Never mind, though. Because when I found him, he was going to get up again.

Stop her!

I pushed open another set of polished doors, and there were windows here, too, and soldiers, three of them coming toward me with swords on their hips.

For a second, I wondered if they’d tell me if I asked them how to get down to the bottom of this fucking arena—but then they spread out in front of me because they heard whoever was chasing after me screaming. Running. Trying to catch me.

I tried to escape. I really did. And the energy inside me responded when I shot forward and an arm wrapped around my waist, another around my arm.

Soldiers pulled me back, and this time my hands did heat up with the energy that rushed through me.

If I could see them, I knew they’d be lit from within.

Except I never got the chance to even imagine throwing these men off me before something hit me hard on the back of my head.

Darkness swallowed me whole just as fast as the Hollow had done to Rune and the giant.

The pain that pulsated on the back of my head woke me up—like a calling, a whisper begging me to open my eyes.

I did.

Darkness around me, and a little golden light coming from somewhere on the left. I was lying down on something hard, and it smelled like hay in here, and my limbs felt so, so weak.

The voice continued to whisper in my ear, and the more I blinked, the more I remembered who I was and what had happened and where I’d been the last time I was awake, why the back of my head was so goddamn painful.

Rune.

I sat up with a scream stuck in my throat.

The image of him on that giant’s shoulder, disappearing under the boiling lava when the ground collapsed, replayed in front of my mind’s eye.

I saw nothing, heard nothing but my own desperation trying to crawl right out of me with that scream, and my hands were in my hair, and I was pulling so hard my scalp was on fire.

Tears streamed from my eyes and I was sitting on something cold, dragging myself back until I hit something else with my back.

Nowhere to go, no way to stop thinking about how Rune had disappeared on the giant’s shoulder.

No way to unsee how all that lava had spread over them, pulling them under.

No, said a part of me, the bigger part, the one that refused to believe that Rune was dead no matter what the hell my eyes had told me.

Just no. It wasn’t possible.

While the other part of me continued to replay the image in detail.

How I’d thought he won. How he’d been so close.

How I’d been completely useless, trapped in that fucking box, unable to do the one thing that I shouldn’t have been able to do at all, but couldn’t the one time when it mattered. When it was important.

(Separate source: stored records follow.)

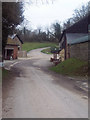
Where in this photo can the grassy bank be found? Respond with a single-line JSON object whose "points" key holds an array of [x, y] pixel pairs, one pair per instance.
{"points": [[71, 67], [46, 51], [34, 45], [5, 73]]}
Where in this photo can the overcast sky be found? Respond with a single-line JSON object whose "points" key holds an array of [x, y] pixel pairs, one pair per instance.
{"points": [[45, 12]]}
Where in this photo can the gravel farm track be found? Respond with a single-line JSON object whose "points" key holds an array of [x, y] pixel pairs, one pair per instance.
{"points": [[37, 92]]}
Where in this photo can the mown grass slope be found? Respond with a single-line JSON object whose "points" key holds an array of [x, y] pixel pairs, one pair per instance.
{"points": [[72, 67]]}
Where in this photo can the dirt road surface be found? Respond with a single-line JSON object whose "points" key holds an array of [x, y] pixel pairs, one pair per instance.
{"points": [[38, 93]]}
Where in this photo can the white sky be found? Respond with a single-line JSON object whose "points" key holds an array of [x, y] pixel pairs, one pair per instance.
{"points": [[47, 13]]}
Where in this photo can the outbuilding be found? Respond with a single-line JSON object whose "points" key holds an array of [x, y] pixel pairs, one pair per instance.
{"points": [[74, 41]]}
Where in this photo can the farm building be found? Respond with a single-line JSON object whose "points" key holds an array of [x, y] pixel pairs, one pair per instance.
{"points": [[74, 41], [14, 44]]}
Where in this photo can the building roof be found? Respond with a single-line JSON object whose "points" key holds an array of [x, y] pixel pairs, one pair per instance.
{"points": [[80, 26], [73, 38], [12, 41], [81, 40]]}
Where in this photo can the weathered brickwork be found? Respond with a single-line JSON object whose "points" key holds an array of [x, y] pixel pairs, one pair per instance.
{"points": [[79, 51]]}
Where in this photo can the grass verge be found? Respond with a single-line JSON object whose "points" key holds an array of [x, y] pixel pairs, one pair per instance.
{"points": [[34, 45], [72, 67], [46, 51]]}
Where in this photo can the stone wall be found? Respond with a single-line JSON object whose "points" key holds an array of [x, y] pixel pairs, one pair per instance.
{"points": [[79, 51]]}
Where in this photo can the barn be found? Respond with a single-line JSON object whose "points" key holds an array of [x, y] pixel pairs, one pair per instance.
{"points": [[74, 41]]}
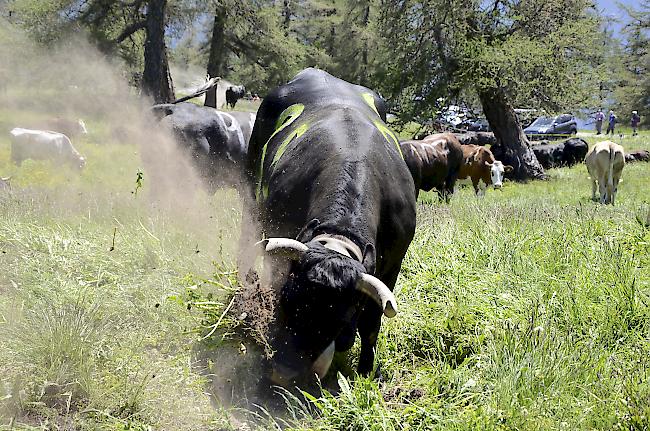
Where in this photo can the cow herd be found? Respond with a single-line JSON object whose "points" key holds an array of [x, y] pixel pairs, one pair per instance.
{"points": [[331, 192]]}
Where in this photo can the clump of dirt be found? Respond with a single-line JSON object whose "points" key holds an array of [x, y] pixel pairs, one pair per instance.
{"points": [[399, 394], [254, 307]]}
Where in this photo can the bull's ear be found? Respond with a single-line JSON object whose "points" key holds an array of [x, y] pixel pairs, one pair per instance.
{"points": [[286, 247], [369, 260], [307, 232], [379, 292]]}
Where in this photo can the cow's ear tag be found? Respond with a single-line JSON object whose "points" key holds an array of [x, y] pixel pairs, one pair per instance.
{"points": [[369, 258]]}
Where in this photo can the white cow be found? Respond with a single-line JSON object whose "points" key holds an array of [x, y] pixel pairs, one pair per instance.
{"points": [[605, 162], [43, 145]]}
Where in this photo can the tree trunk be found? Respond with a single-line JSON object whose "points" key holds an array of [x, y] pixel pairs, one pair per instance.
{"points": [[217, 54], [286, 14], [365, 19], [156, 80], [512, 146]]}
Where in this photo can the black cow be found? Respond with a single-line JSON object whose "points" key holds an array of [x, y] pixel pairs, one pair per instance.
{"points": [[567, 153], [476, 138], [328, 172], [637, 156], [233, 94], [216, 142], [434, 162]]}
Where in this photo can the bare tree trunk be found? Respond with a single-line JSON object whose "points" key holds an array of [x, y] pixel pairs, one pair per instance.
{"points": [[365, 19], [512, 146], [286, 14], [217, 54], [156, 80]]}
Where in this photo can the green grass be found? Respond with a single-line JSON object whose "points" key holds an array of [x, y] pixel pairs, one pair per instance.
{"points": [[527, 309]]}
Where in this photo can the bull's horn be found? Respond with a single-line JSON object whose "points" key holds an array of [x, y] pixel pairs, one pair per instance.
{"points": [[286, 246], [379, 292]]}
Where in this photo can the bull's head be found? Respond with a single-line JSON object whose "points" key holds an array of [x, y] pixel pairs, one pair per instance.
{"points": [[319, 304], [497, 171]]}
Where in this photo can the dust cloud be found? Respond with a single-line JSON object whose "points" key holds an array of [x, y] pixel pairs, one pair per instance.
{"points": [[72, 80]]}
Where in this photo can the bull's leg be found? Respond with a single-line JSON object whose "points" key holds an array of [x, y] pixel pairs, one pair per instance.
{"points": [[616, 179], [450, 185], [476, 186], [369, 324], [249, 235], [602, 186], [593, 189]]}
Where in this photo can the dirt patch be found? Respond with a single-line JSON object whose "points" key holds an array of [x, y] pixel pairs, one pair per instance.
{"points": [[254, 307], [403, 395]]}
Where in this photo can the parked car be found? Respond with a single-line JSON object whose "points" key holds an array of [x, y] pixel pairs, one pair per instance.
{"points": [[564, 124], [479, 125]]}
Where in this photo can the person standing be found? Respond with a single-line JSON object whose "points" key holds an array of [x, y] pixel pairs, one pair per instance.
{"points": [[611, 124], [599, 117], [634, 122]]}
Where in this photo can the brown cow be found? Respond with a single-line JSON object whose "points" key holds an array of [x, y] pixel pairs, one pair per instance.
{"points": [[480, 166], [605, 162], [637, 156], [434, 162]]}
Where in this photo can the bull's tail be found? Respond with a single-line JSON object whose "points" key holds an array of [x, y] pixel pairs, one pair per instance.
{"points": [[610, 170]]}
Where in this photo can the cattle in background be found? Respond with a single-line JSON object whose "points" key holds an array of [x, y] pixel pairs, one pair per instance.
{"points": [[476, 138], [567, 153], [333, 193], [605, 162], [637, 156], [70, 128], [216, 142], [434, 162], [43, 145], [233, 94], [480, 166]]}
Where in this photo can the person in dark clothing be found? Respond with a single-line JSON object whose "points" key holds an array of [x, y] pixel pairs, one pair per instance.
{"points": [[611, 124], [634, 122]]}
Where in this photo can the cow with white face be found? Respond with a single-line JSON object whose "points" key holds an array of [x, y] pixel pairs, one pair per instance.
{"points": [[70, 128], [44, 145], [605, 162], [482, 168]]}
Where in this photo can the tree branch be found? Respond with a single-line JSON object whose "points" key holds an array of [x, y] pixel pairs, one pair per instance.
{"points": [[129, 30]]}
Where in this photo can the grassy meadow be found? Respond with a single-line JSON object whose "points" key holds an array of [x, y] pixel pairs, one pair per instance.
{"points": [[528, 309]]}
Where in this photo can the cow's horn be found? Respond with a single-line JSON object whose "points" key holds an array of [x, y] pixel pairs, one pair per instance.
{"points": [[286, 246], [379, 292]]}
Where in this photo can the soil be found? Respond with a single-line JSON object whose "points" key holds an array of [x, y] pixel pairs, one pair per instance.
{"points": [[254, 307]]}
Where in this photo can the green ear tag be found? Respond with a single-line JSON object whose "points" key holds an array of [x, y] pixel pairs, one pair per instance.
{"points": [[370, 100]]}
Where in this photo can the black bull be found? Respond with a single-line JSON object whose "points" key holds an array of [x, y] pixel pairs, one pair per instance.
{"points": [[567, 153], [326, 170]]}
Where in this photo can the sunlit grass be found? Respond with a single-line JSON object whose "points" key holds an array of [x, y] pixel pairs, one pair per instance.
{"points": [[526, 309]]}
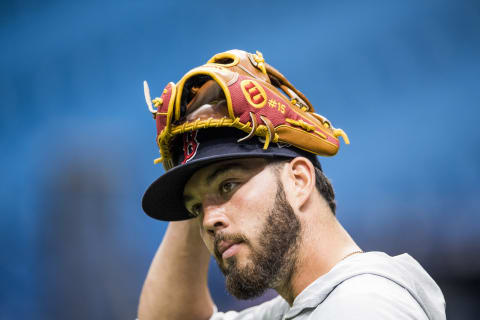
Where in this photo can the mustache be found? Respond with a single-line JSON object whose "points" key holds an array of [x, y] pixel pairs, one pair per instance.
{"points": [[232, 237]]}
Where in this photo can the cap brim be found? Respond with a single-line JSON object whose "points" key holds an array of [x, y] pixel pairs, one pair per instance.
{"points": [[163, 200]]}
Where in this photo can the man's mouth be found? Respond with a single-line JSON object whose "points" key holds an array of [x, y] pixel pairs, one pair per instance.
{"points": [[227, 248]]}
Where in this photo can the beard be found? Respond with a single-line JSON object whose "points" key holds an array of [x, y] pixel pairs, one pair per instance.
{"points": [[272, 264]]}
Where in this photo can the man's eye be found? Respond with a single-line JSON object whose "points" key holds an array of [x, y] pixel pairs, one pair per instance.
{"points": [[227, 187], [196, 209]]}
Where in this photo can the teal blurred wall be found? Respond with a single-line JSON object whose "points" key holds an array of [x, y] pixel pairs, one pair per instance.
{"points": [[401, 78]]}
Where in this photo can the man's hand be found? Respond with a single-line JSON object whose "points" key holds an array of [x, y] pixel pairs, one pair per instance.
{"points": [[176, 284]]}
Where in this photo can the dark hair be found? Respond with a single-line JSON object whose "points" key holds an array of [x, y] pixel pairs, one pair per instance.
{"points": [[322, 183]]}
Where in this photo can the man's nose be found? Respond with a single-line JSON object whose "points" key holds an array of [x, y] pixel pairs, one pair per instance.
{"points": [[214, 217]]}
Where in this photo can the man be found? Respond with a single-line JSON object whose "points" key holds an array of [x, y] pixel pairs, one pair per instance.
{"points": [[243, 184]]}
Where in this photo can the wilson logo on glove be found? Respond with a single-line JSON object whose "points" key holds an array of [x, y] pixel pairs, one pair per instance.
{"points": [[232, 90], [254, 93]]}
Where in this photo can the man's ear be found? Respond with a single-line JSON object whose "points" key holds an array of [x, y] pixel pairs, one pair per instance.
{"points": [[302, 181]]}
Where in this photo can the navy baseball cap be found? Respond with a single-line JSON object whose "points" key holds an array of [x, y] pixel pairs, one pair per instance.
{"points": [[191, 151]]}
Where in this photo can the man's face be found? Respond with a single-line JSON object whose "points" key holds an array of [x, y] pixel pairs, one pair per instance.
{"points": [[246, 223]]}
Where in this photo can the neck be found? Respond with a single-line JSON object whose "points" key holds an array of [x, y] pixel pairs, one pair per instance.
{"points": [[321, 247]]}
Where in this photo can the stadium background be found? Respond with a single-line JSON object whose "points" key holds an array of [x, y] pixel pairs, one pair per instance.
{"points": [[400, 77]]}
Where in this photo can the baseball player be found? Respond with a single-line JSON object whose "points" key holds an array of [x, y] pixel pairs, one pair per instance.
{"points": [[239, 144]]}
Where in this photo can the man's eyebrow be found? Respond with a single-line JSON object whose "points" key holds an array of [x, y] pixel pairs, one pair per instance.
{"points": [[222, 169], [212, 176]]}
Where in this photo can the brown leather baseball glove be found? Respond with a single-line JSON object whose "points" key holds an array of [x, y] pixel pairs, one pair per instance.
{"points": [[240, 90]]}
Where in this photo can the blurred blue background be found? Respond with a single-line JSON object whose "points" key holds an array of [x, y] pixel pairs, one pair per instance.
{"points": [[400, 77]]}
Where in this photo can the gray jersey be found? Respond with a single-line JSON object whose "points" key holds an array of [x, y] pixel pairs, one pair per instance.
{"points": [[372, 285]]}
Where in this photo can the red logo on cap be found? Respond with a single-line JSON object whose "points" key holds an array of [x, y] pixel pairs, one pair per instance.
{"points": [[190, 145]]}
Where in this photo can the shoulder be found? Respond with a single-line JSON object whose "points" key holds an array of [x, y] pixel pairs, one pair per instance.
{"points": [[370, 296], [273, 309]]}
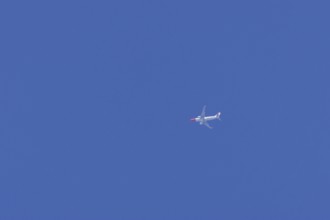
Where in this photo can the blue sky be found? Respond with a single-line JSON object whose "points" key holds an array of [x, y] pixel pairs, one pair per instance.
{"points": [[97, 96]]}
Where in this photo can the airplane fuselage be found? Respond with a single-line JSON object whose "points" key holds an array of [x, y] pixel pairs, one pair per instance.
{"points": [[206, 118], [202, 119]]}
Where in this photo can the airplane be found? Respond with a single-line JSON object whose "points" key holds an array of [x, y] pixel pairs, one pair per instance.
{"points": [[202, 119]]}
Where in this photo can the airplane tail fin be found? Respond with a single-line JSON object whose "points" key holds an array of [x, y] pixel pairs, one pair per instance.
{"points": [[218, 115]]}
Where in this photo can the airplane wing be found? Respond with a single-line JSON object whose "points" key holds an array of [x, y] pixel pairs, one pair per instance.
{"points": [[207, 125], [203, 112]]}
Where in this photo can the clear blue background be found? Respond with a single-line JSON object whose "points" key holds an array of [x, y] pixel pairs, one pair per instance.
{"points": [[96, 98]]}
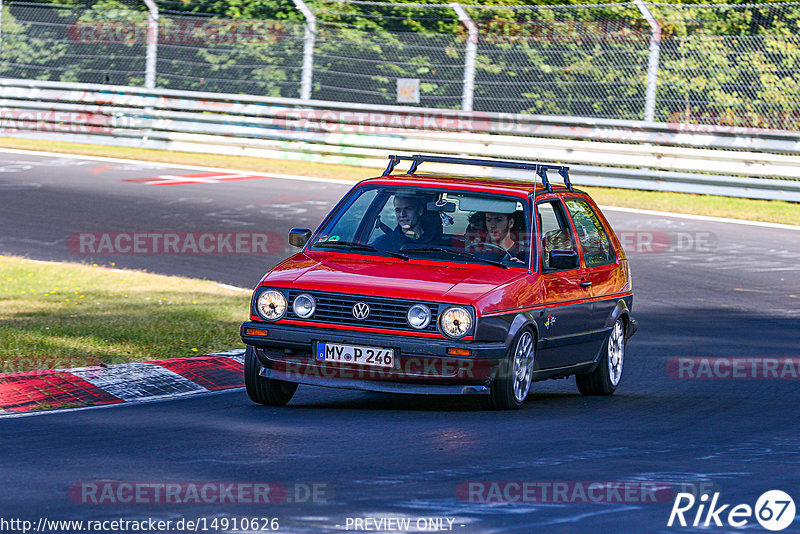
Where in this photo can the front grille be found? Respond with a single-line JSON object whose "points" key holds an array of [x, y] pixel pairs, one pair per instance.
{"points": [[337, 308]]}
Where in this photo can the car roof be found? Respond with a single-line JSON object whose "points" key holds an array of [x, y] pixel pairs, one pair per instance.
{"points": [[477, 183]]}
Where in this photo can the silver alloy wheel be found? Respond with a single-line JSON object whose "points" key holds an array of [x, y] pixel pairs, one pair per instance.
{"points": [[523, 366], [616, 352]]}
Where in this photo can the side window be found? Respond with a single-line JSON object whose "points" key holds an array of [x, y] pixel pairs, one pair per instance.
{"points": [[597, 249], [555, 231], [347, 226]]}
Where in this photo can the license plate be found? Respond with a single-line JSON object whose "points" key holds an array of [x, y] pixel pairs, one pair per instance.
{"points": [[355, 354]]}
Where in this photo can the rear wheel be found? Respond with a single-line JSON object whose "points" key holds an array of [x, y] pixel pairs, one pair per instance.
{"points": [[264, 390], [606, 377], [515, 375]]}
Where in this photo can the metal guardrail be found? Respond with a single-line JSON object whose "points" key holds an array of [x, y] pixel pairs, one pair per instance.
{"points": [[629, 154]]}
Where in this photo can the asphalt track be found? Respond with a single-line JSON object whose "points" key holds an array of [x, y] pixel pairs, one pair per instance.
{"points": [[731, 293]]}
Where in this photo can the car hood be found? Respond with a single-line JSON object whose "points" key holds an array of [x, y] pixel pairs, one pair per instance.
{"points": [[387, 277]]}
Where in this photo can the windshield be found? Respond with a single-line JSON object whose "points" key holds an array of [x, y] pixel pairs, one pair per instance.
{"points": [[445, 225]]}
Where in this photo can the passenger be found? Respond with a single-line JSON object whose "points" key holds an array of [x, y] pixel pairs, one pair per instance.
{"points": [[411, 228], [499, 232]]}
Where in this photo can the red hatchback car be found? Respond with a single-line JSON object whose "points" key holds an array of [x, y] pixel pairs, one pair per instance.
{"points": [[439, 284]]}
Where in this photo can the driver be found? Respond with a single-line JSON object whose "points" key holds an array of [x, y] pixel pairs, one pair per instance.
{"points": [[498, 232], [409, 211]]}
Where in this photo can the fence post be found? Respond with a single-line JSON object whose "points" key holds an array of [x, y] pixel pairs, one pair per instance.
{"points": [[469, 57], [652, 64], [308, 49], [152, 45]]}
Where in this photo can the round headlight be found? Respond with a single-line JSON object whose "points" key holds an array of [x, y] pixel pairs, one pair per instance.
{"points": [[271, 305], [455, 322], [419, 316], [304, 305]]}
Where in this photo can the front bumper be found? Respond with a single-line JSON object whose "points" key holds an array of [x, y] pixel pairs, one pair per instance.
{"points": [[422, 365]]}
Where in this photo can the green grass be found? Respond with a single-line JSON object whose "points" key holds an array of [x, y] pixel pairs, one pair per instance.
{"points": [[72, 315], [734, 208]]}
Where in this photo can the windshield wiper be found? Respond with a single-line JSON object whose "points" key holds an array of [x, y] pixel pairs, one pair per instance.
{"points": [[455, 253], [358, 246]]}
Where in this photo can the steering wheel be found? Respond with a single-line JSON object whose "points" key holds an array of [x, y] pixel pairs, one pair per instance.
{"points": [[506, 254]]}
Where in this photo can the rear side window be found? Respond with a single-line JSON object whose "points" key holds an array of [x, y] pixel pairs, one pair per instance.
{"points": [[597, 249], [555, 231]]}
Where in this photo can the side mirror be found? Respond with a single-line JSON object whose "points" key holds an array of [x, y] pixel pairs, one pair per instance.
{"points": [[563, 259], [298, 237]]}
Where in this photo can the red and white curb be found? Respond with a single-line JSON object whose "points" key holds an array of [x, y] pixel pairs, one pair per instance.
{"points": [[120, 383]]}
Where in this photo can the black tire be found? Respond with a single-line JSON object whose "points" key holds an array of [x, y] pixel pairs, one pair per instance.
{"points": [[503, 395], [264, 390], [601, 381]]}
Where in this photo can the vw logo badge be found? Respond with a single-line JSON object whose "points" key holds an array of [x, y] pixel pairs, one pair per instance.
{"points": [[361, 310]]}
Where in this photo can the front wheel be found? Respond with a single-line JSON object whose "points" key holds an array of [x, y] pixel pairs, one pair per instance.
{"points": [[264, 390], [605, 378], [514, 377]]}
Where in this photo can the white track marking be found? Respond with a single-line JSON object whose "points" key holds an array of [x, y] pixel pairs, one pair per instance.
{"points": [[179, 166], [134, 381]]}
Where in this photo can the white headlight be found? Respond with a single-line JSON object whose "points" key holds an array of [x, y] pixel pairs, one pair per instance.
{"points": [[419, 316], [304, 305], [271, 305], [455, 322]]}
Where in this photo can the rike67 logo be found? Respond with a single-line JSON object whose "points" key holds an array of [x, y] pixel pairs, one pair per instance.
{"points": [[774, 510]]}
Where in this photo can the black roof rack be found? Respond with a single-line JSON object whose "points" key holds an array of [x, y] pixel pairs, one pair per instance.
{"points": [[539, 168]]}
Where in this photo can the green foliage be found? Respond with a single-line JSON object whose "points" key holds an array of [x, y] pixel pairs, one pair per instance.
{"points": [[731, 64]]}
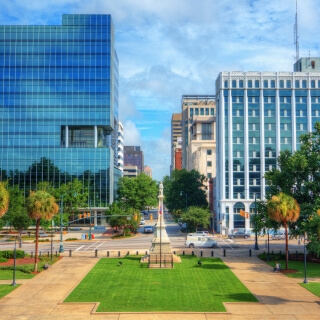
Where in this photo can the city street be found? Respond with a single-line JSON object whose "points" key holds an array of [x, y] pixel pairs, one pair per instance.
{"points": [[142, 242]]}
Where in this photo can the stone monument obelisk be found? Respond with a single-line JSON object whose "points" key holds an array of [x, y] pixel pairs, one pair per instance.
{"points": [[161, 242]]}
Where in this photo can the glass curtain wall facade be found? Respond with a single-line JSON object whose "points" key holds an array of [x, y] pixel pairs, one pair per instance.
{"points": [[59, 104], [258, 115]]}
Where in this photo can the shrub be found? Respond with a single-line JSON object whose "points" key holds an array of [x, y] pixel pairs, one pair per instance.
{"points": [[9, 254]]}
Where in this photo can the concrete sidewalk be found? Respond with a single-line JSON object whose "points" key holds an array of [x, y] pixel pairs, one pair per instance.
{"points": [[42, 297]]}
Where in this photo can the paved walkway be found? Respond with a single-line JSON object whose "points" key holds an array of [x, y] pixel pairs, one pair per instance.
{"points": [[42, 297]]}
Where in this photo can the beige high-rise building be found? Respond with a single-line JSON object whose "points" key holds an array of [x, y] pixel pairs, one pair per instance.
{"points": [[199, 139], [176, 133]]}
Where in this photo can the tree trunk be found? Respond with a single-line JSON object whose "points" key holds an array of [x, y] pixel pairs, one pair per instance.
{"points": [[287, 245], [37, 243]]}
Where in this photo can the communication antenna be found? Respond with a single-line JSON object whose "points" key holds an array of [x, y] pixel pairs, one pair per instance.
{"points": [[296, 36]]}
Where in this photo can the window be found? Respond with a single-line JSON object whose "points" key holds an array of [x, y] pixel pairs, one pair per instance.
{"points": [[304, 83], [281, 84], [313, 84]]}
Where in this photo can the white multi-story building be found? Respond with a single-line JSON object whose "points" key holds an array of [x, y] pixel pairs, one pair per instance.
{"points": [[258, 115], [120, 146]]}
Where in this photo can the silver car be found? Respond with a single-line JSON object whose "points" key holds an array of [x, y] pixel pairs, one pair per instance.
{"points": [[278, 236]]}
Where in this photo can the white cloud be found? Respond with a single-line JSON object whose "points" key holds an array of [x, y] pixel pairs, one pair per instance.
{"points": [[169, 48], [132, 135]]}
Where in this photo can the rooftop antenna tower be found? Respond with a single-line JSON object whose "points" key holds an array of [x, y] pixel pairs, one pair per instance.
{"points": [[296, 36]]}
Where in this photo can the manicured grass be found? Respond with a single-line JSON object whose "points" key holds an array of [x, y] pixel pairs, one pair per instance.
{"points": [[6, 289], [8, 275], [133, 287]]}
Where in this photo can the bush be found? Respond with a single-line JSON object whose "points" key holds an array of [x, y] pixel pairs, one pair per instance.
{"points": [[9, 254]]}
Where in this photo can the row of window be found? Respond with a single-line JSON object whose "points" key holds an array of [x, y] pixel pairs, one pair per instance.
{"points": [[266, 99], [299, 83], [201, 111]]}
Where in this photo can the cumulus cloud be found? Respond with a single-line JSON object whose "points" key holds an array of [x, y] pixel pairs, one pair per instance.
{"points": [[169, 48]]}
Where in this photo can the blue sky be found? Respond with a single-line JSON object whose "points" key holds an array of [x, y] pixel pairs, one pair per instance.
{"points": [[168, 48]]}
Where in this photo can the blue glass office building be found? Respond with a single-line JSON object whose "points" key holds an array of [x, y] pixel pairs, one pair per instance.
{"points": [[258, 115], [59, 104]]}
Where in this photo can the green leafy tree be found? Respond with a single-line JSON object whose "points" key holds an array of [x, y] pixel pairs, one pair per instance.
{"points": [[283, 208], [18, 216], [196, 216], [40, 205], [137, 193], [184, 189], [4, 198], [299, 176], [124, 220]]}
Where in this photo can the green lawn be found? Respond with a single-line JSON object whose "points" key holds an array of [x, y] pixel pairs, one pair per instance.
{"points": [[133, 287], [313, 271]]}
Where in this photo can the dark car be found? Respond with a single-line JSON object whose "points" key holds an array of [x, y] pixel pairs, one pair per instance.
{"points": [[239, 234], [148, 229]]}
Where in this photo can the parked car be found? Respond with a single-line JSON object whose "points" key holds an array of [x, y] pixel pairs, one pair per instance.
{"points": [[199, 233], [239, 234], [200, 241], [278, 236], [148, 229]]}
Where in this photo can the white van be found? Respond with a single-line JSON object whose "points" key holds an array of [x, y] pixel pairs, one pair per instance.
{"points": [[200, 241]]}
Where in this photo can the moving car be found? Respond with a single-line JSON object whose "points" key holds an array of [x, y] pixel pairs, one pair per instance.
{"points": [[239, 234], [148, 229], [199, 233], [200, 241], [278, 236]]}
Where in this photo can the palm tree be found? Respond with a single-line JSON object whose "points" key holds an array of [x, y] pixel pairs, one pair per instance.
{"points": [[40, 205], [283, 208], [4, 198]]}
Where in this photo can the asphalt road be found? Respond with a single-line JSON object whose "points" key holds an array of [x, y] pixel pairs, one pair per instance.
{"points": [[142, 242]]}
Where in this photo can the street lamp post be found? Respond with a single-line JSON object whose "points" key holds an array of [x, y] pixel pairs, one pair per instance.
{"points": [[256, 247], [305, 260], [61, 249], [14, 261]]}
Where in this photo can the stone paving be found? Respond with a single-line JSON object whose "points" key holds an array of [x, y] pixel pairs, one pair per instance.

To save Rune.

And now…

No, no, no, no, the voices in my head insisted and I got as small as I possibly could, and strings of my hair broke in my fists, but I would not accept it. Whatever the hell that was, how Rune had ended up in the Hollow, it wasn’t real. It didn’t happen.

Except…I’d seen it with my own eyes, and no matter what I wanted to believe, no matter how much I wanted to deny reality, I was here and Rune wasn’t.

Rune wasn’t.

My mouth opened wide as something cut right through me like a blade on fire.

I couldn’t tell if it was that energy that buzzed inside me or if it was just pain, and I didn’t really care.

Lava had swallowed Rune underground, and I didn’t know what the hell to do with myself now.

I was pushing back, trying to get inside the cold wall behind me, trying to become one with it so I didn’t have to exist alone, but it didn’t work.

Nothing was working.

Breathe.

As if Rune was right there, whispering in my ear. As if he somehow heard the thoughts in my head and he was using the shadows to talk to me—there were plenty of them in this room I was in .

Breathe, he said, but when I did, and I waited to hear his voice again, it didn’t come.

I waited heartbeats and hours and a whole existence with that breath held, but his voice didn’t come again.

I opened my eyes, looked at my surroundings, denied the images flashing in my head once more.

If I could focus on where I was, how to get out of here, how to go find Rune underneath the ruins of the Hollow, I wouldn’t have to carry this pain at all.

My heart would no longer be broken, and my soul wouldn’t need to be so absolutely crushed.

Find Rune— that’s what I needed to do. Find him, wherever he was, and then I could deal with everything else.